Dr Ana Phelps, Consultant Geriatrician, Buckinghamshire Healthcare NHS Trust
As a consultant geriatrician, I am often at the front door of the hospital, reviewing older, often frail older people who present to AED with a variety of complaints. These often involve confusion, reduced mobility, falls, unexplained weight loss or failing to manage at home.
Although these complaints should prompt us to consider frailty and be more inquisitive about the wider problems these patients present with, I usually find that antibiotics have been started for a “presumed” infection. There also seems to be a predilection for IV versus oral antibiotics and a feeling that longer courses are better than shorter ones.
I worry that we are not using our clinical skills better. Examination of the patient should help us identify any signs of sepsis, in which case, it would be appropriate to initiate empirical antibiotics until we can identify the source of infection. However, if there are no clinical signs of sepsis, the inflammatory markers are not particularly elevated and there are other possible causes for the presenting symptoms, we should be more circumspect with our antibiotic usage.
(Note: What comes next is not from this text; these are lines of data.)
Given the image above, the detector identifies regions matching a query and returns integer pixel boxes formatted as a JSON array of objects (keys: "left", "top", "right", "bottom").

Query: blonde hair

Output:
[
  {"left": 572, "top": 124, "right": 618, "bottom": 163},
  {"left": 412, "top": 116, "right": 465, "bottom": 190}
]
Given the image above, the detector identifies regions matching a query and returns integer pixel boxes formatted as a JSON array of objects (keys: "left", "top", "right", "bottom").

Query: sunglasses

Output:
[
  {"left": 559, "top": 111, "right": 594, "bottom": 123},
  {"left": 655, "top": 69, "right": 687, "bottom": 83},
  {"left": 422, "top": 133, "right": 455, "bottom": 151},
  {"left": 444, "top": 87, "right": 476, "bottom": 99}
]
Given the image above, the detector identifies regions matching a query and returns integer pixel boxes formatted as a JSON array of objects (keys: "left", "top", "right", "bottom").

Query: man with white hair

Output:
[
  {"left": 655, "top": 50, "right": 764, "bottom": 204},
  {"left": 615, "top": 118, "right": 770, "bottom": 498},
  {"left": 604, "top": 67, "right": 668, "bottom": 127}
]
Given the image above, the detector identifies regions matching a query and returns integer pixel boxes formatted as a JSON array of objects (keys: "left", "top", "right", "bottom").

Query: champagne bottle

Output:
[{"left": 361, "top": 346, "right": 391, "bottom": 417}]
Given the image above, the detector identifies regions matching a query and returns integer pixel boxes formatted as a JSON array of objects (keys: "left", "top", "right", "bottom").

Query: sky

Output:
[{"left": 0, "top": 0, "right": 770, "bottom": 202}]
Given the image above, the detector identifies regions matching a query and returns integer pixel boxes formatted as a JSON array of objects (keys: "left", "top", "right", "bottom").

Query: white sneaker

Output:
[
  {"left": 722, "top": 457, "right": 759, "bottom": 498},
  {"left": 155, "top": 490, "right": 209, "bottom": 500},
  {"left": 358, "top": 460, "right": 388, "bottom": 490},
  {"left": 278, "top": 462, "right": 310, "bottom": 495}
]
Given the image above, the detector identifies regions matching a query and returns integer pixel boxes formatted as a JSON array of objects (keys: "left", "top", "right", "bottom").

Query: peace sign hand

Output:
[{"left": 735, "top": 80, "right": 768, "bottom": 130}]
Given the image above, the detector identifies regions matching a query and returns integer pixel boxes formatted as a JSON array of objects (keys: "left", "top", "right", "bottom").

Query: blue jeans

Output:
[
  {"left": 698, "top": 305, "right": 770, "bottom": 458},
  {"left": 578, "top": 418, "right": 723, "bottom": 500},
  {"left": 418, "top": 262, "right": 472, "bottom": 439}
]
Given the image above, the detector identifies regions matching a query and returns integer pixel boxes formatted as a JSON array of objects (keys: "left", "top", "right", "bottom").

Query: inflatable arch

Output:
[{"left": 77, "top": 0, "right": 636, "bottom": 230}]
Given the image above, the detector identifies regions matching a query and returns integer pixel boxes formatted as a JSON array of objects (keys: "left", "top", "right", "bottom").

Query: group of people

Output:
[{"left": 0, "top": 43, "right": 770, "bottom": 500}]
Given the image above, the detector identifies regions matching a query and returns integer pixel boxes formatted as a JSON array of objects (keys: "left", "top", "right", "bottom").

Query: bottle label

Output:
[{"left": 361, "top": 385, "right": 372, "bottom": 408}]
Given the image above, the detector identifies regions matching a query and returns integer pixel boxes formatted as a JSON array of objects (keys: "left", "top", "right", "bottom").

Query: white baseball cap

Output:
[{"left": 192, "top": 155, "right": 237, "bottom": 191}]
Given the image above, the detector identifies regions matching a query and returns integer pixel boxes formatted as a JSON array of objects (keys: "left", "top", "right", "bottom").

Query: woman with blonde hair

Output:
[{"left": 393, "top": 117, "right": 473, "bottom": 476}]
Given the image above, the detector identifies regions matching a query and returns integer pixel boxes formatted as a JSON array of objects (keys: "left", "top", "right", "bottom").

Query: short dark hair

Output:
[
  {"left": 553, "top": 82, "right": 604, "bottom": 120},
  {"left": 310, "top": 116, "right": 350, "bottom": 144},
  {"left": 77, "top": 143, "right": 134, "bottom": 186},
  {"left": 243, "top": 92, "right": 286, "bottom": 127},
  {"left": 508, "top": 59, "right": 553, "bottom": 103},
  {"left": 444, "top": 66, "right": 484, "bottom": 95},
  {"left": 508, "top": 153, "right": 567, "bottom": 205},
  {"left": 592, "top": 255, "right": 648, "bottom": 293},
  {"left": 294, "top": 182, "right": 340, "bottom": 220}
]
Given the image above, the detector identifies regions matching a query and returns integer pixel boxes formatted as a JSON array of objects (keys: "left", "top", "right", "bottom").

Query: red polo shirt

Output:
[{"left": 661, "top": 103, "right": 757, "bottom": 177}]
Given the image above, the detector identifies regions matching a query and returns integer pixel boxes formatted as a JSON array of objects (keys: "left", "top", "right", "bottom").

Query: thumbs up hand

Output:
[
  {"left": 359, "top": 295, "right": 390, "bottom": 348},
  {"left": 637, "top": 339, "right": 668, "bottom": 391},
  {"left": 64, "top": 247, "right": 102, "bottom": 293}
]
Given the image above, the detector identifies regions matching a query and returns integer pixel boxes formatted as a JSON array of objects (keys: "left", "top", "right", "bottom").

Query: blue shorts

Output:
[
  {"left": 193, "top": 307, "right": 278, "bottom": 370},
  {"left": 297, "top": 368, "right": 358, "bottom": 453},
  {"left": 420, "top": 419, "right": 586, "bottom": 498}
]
Regarding the latter point, remember that indwelling catheters are more common in the elderly, as well as urinary incontinence, poor fluid intake and constipation, all of which can lead to infections but can also be confounding factors when testing for it. That is why in BHT we have banned urine dipsticks in >65s and the guidelines advice not to treat asymptomatic bacteriurias.
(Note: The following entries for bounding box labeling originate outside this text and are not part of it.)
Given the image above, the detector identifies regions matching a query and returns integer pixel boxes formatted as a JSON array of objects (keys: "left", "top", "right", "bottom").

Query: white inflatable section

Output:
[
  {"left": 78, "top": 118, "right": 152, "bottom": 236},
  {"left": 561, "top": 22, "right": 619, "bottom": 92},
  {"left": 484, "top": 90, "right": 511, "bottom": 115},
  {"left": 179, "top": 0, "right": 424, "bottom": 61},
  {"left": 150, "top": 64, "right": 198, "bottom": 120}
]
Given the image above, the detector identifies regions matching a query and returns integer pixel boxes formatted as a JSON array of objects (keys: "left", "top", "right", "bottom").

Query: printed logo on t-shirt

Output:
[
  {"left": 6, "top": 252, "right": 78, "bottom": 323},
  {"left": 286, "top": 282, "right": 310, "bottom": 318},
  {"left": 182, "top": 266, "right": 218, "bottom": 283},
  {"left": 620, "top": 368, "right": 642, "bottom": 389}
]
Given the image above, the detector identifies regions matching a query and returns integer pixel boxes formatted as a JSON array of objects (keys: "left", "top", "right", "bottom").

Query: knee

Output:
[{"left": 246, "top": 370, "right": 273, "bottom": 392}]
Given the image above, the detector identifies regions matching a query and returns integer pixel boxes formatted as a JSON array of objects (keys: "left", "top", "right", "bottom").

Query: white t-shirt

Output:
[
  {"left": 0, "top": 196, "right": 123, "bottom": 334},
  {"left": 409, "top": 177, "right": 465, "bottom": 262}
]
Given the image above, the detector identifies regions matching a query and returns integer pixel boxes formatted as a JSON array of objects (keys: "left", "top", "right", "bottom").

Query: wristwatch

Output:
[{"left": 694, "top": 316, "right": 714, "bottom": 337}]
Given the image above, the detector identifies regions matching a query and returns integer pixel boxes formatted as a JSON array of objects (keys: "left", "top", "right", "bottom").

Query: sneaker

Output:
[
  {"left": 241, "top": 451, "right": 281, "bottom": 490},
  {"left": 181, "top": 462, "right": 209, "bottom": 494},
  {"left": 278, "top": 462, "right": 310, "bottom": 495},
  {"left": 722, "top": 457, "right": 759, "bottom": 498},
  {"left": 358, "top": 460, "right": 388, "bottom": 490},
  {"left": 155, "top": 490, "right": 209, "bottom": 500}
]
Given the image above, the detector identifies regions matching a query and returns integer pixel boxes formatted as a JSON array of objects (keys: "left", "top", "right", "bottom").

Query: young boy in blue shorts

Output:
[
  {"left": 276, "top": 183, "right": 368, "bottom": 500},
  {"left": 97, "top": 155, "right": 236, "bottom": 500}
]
In the elderly, many factors conspire to increase the risk of adverse side effects of all treatments, including antibiotics. Often, these patients take PPIs, which inhibit gastric acidity and increase the risk of Clostridium difficile diarrhoea. They have a low threshold for developing delirium, making the use of IV cannulas and getting blood tests more challenging, both for the patient and for the doctors and nurses. Additionally, longer courses of antibiotics usually prolong the length of stay in hospitals, leading to deconditioning and functional loss.
I have seen many patients coming to hospital for what eventually we realise was their final few weeks or months. They are weak, not eating or drinking, and of course, at higher risk of infection. If we fail to recognise the underlying situation and only focus on the numbers, we end up putting them through endless, futile courses of antibiotics, which do not alter the final outcome. And in the process these patients do not receive the care they deserve at the end of their lives.
I recently dealt with a case like this (they are actually very common): an elderly gentleman who lived with his son (main carer), was admitted to hospital because he was not eating or drinking and was getting more confused. He was immediately started on antibiotics for a chest infection. During his lengthy hospital stay it became clear that he had had dementia for some time but this had not been diagnosed. His clinical picture was that of end stage dementia, when the person loses the drive to eat or drink and is approaching the end of their natural life. His swallow deteriorated and he was treated for recurrent aspirations. He stopped mobilising and became bed-bound. The doctors kept checking his bloods and treating the aspirations again and again, but it became clear that they were losing the battle. I was asked to review him to give a geriatrician’s opinion on how to manage him.
When I met him, he was not able to converse. He spent most of the day sleeping, ate very little and drank even less. He had lost a significant amount of weight in hospital and in spite of the many courses of antibiotics, the nursing staff was clear he was deteriorating and likely dying. The outcome of my review was to stop all antibiotics, as they were not addressing the underlying cause of the infections (advanced dementia) and they were, in this case, only prolonging the patient’s suffering.
We communicated with his family and initiated End of Life care. He died peacefully shortly afterwards.
I could have given you examples of patients who have developed antibiotic-associated diarrhoea or had allergic or adverse reactions to the antimicrobials. However, I think the problem is a bit more complex than just this. We need to consider that infection/sepsis is not the only problem patients come to hospital with and it may not even be the worse one.
In my clinical practice, I always think carefully before starting antibiotics, and only do so if there is clear evidence of a bacterial infection. If antibiotics have been prescribed overnight, before sending cultures and other tests, I usually establish a 24-48h review mark. If by then no confirmation have come of an infection, I stop antibiotics then, not feeling obliged to complete 3, 5, 7 or more days. The only time when I follow longer antibiotic courses is in confirmed infection (with microbiological evidence), in which case we are able to narrow the antibiotics to the sensitivity data. I also review the patient’s drug chart, holding PPIs or any other interacting drugs which could lead to adverse effects. Whenever in doubt, I consult the friendly ward pharmacist, who is a great asset to the clinician.